I cittadini sostengono le manovre post crisi, e intanto le multinazionali evadono legalmente il fisco. Due anni fa il Guardian aveva denunciato il fisco creativo delle corporation britanniche.

ZERO TASSE. La denuncia l’ha presentata El País, il più diffuso e prestigioso quotidiano di Spagna. ExxonMobil Spain, filiale madrilena della più grande corporation del Pianeta (383 miliardi di dollari di ricavi annuali), ha accumulato negli ultimi due anni 9.907 milioni di euro di profitto lordo. Ed altrettanti di profitto netto. Tradotto: ha versato esattamente zero euro di tasse. Ma la storia non si conclude qui. Perché, a quanto pare, per una serie di complicate ragioni, nel corso del 2009 la filiale iberica della multinazionale Usa sarebbe riuscita nell’impresa di registrare un imponibile negativo di un milione e mezzo. In altri termini, il fisco spagnolo le deve ancora dei soldi. E non manca ovviamente l’aspetto comico: sapete quante persone lavorano per Exxon Spain? Una. Che scuce alla compagnia appena 44 mila euro all’anno.

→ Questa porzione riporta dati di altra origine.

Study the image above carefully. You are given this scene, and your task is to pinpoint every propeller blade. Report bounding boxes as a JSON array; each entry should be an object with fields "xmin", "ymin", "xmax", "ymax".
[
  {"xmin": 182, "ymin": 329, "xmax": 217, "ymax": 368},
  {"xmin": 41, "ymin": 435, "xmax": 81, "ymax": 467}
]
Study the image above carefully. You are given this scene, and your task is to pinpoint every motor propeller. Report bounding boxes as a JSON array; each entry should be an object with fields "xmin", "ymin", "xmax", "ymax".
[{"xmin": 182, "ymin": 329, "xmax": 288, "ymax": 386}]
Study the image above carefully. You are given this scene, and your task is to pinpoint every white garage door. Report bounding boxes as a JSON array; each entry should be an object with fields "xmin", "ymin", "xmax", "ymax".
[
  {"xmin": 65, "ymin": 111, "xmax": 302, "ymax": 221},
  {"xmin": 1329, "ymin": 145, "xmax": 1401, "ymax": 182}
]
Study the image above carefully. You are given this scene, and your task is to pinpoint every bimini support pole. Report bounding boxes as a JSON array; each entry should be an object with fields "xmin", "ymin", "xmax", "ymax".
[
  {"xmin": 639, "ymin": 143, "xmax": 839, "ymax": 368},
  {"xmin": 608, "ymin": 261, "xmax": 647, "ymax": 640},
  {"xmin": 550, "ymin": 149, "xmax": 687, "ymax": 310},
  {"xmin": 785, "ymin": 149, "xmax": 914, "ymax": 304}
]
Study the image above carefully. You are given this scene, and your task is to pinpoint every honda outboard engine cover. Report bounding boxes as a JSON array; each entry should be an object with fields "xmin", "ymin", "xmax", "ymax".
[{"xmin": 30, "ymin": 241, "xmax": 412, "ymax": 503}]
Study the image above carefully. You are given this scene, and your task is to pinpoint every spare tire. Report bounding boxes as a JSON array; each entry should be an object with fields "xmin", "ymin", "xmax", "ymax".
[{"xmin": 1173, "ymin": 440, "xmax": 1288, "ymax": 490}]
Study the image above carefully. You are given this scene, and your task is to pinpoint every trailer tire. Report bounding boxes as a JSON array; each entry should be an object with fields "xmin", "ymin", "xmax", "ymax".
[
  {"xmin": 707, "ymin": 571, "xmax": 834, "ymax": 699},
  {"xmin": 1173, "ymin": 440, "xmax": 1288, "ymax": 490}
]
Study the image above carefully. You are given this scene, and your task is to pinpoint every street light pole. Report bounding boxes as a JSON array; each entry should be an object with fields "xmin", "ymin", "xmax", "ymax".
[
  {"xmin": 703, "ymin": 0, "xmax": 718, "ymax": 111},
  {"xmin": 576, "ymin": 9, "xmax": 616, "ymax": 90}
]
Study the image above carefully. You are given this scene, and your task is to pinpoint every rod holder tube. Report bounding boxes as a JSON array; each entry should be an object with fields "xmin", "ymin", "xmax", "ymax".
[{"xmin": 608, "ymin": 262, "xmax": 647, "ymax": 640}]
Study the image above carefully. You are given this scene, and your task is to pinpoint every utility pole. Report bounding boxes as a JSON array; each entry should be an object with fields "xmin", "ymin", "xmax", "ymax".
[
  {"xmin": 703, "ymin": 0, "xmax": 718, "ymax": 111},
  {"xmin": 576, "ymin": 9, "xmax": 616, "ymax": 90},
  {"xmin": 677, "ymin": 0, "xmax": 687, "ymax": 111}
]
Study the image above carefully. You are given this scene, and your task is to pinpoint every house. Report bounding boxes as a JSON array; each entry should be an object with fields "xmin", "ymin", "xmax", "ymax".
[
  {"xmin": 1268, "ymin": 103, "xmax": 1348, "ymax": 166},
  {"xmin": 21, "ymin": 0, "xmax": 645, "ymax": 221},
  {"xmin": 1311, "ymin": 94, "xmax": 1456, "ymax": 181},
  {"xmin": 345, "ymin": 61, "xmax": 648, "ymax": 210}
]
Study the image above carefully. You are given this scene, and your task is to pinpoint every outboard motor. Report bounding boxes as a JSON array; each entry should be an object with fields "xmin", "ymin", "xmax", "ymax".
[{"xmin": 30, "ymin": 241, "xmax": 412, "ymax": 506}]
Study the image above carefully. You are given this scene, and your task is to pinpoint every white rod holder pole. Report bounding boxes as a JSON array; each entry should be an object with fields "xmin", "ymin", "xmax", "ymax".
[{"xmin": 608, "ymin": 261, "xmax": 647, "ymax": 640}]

Sembra folle eppure, come si diceva, è tutto logico quanto legale. Colpa di un regime fiscale favorevole capace di trascinare in Spagna le multinazionali di mezzo mondo ma anche di trasformare il Paese in vero e proprio paradiso fiscale. Il principio della legge è chiaro: impedire che una corporation paghi le tasse contemporaneamente sia sui profitti della casa madre sia su quelli della filiale. E poco importa che la struttura proprietaria distribuisca le società della catena nei paradisi veri e propri, magari appena dietro casa.

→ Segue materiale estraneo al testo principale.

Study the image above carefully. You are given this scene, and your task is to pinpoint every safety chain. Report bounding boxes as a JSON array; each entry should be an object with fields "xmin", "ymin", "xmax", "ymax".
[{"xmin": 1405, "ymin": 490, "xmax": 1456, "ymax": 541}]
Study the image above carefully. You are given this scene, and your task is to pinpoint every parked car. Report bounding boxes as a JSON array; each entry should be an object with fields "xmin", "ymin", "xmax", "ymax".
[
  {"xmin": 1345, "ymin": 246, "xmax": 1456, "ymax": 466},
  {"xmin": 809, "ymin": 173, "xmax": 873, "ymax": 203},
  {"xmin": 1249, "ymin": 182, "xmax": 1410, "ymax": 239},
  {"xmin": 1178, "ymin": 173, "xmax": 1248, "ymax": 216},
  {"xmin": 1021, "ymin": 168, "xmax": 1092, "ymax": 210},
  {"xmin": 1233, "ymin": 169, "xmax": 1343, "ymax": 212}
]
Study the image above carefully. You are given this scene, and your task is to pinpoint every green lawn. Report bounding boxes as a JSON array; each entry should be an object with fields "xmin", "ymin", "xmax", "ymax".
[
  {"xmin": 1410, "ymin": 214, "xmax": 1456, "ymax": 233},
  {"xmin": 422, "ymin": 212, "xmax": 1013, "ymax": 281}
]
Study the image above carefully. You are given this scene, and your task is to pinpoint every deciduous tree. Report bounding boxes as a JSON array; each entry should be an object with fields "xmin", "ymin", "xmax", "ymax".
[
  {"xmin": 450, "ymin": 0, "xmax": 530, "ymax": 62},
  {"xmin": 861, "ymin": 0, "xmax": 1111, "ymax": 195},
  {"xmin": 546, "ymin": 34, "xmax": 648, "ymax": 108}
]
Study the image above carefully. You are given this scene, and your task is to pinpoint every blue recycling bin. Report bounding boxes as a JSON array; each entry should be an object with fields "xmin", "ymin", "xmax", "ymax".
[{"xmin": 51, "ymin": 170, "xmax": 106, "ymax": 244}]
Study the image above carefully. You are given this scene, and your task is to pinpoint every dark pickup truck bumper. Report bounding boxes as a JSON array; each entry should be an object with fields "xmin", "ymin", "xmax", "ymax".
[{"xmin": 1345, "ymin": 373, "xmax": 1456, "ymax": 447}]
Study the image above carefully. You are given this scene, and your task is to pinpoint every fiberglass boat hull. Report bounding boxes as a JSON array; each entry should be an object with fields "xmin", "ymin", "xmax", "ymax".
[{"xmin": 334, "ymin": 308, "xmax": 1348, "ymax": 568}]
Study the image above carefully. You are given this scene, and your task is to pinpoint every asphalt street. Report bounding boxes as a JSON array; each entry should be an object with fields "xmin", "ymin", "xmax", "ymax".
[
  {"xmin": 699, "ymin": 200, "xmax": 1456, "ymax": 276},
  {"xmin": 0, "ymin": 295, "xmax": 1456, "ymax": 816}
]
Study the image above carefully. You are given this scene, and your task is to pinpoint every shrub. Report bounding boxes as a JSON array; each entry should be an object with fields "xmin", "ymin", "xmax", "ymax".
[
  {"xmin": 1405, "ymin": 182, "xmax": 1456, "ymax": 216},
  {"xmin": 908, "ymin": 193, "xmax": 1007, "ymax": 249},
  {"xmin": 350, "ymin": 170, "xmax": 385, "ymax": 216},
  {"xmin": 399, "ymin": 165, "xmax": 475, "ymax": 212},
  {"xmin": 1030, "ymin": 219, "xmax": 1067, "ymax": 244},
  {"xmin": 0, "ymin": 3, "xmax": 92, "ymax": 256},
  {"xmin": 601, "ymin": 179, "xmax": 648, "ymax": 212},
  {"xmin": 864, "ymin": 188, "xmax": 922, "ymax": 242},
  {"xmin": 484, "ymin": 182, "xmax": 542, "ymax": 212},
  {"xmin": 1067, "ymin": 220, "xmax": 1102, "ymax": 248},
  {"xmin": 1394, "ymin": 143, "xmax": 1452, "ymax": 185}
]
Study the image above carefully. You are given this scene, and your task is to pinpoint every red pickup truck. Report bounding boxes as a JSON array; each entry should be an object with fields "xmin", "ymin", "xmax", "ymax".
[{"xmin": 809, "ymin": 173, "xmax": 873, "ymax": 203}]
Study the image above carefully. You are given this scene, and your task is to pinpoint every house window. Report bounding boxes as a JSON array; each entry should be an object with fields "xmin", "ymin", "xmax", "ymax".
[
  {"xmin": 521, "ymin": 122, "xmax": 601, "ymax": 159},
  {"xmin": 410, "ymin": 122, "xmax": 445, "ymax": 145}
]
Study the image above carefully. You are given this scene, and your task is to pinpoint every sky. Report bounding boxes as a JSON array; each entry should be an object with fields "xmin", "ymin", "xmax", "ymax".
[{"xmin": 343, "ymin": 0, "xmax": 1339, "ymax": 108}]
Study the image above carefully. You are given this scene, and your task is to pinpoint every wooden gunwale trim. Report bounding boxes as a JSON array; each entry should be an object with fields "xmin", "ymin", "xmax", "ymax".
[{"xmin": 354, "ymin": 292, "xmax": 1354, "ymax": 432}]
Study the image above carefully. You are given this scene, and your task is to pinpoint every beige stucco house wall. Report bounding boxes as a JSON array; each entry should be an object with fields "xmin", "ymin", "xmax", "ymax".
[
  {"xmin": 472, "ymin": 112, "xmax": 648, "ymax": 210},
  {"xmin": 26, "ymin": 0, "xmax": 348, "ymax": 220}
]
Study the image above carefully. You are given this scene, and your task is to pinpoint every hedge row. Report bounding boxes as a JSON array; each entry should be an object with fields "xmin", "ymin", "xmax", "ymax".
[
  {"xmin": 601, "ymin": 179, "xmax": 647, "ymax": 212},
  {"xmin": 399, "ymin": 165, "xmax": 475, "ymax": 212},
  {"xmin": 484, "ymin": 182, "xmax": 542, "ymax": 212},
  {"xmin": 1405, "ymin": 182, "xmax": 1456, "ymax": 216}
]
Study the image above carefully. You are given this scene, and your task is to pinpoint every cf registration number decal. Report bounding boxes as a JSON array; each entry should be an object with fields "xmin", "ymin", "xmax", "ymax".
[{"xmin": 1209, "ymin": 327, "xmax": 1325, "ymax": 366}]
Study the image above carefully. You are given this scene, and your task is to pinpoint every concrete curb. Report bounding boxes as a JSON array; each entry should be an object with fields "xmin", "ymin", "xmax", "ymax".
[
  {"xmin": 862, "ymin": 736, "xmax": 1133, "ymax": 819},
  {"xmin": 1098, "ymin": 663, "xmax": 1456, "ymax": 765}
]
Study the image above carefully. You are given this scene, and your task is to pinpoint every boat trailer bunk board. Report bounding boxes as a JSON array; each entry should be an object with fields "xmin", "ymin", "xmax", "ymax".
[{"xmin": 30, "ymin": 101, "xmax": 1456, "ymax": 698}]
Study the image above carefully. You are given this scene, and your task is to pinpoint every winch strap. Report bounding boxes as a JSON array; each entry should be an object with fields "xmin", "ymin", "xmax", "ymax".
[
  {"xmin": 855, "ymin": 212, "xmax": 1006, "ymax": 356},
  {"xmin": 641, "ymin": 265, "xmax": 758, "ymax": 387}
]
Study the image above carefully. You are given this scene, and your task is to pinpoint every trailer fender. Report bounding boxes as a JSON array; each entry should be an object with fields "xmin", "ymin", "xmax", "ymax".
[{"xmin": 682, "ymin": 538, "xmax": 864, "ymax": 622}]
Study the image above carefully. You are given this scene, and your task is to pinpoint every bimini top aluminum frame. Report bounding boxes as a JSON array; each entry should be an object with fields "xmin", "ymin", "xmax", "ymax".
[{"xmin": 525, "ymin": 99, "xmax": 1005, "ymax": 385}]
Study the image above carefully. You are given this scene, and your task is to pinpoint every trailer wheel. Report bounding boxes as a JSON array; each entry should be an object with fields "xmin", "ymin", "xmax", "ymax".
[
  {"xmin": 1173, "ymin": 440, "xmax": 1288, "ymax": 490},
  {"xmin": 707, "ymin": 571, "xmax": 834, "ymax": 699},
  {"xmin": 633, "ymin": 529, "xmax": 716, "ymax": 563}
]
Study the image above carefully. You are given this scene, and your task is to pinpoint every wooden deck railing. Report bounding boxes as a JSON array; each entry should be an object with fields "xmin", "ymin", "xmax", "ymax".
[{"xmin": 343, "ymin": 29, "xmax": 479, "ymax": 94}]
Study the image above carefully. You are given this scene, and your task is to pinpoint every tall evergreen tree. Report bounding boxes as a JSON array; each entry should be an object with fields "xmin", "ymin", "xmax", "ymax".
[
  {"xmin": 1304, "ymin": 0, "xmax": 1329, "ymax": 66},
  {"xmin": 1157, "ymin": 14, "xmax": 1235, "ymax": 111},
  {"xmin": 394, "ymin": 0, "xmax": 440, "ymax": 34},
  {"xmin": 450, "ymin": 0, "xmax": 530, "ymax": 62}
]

UN ESEMPIO su tutti: nel 2009 la ExxonMobil Luxembourg, che ovviamente ha sede nel Granducato, ha versato alla sua azionista ExxonMobil Spain un dividendo di 3,65 miliardi. Grazie alla normativa contro la doppia tassazione tale cifra non è stata sottoposta al prelievo. La stessa holding spagnola ha successivamente girato due tranches di 2,26 e 1,38 miliardi rispettivamente alla casa madre statunitense ottenendo a rigor di legge la completa esenzione fiscale. Quello di Exxon, ricorda El País, non è certo un esempio isolato. Multinazionali come Google (che ha holding sparse tra l’Olanda, l’Irlanda e il resto del mondo che le permettono di subire negli Usa un’imposizione reale del 2,4%) ma anche Vodafone, Hewlett Packard, American Express e General Mills si avvalgono delle medesime strategie contabili. Pare inoltre che Facebook che stia tuttora studiando una soluzione simile.

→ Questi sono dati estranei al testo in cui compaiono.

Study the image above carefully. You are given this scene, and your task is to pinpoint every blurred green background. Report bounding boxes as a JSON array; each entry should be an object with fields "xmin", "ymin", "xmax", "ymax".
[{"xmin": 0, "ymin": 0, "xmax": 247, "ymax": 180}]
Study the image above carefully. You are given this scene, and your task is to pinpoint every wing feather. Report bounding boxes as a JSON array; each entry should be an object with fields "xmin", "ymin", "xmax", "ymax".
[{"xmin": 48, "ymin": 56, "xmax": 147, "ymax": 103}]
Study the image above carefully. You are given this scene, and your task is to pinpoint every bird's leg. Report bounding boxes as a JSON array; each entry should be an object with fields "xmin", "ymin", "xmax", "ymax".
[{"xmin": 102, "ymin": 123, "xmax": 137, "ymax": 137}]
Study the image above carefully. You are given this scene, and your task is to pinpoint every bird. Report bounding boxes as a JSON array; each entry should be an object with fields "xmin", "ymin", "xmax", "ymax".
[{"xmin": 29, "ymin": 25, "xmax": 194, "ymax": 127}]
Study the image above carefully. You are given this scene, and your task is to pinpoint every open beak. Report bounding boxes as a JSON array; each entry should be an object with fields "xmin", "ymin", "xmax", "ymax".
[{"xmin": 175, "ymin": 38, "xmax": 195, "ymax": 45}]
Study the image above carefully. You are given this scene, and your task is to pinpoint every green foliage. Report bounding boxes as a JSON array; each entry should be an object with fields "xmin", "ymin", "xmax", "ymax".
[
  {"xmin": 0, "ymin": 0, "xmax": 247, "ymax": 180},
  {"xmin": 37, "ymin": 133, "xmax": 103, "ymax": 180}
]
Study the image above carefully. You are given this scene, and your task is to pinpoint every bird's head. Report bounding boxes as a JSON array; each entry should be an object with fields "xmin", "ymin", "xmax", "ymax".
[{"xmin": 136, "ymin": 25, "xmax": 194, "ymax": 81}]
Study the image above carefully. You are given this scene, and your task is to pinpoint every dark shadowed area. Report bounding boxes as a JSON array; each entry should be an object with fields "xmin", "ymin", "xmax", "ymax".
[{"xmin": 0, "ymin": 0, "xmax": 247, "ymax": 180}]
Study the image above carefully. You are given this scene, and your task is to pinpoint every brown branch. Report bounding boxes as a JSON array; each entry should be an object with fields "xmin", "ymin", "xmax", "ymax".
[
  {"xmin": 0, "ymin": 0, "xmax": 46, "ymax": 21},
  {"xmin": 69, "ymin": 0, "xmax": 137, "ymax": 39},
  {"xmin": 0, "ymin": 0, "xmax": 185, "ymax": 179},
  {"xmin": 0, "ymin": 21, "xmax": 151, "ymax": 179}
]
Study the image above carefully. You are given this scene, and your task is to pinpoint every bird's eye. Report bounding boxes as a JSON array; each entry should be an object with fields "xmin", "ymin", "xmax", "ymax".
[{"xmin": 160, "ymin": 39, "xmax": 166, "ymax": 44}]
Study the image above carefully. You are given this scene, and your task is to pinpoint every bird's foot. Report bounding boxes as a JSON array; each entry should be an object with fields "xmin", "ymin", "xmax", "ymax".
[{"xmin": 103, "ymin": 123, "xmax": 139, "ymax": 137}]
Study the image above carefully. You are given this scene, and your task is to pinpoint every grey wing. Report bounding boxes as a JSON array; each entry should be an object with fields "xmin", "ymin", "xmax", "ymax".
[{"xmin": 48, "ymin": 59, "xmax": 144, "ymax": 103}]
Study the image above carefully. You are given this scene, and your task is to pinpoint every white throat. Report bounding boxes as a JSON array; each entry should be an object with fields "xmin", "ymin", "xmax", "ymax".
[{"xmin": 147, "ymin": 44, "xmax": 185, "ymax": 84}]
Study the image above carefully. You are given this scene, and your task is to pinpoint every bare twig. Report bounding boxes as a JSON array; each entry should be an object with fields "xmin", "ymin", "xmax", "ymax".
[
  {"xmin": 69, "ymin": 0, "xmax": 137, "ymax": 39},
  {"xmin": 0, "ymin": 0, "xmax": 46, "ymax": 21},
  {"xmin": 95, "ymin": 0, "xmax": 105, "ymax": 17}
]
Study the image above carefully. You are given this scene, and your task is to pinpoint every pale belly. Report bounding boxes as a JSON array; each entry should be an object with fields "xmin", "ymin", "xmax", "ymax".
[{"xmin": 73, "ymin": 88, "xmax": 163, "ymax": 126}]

L’ingiustizia ai danni dei contribuenti spagnoli non è diversa da quella che si accanisce da anni sui taxpayers britannici. Un’inchiesta condotta due anni fa dal Guardian rivelò ad esempio che il colosso delle bevande Diageo aveva trasferito la proprietà di celebri marchi miliardari come Johnnie Walker, J&B e Gilbey’s gin a una propria filiale olandese ottenendo, de facto, una pressoché totale esenzione fiscale con un ammontare delle imposte pagate pari ad appena 43 milioni di sterline a fronte di profitti annuali di circa 2 miliardi. La pressione fiscale effettiva “patita” dall’azienda, in altre parole, era stata del 2%.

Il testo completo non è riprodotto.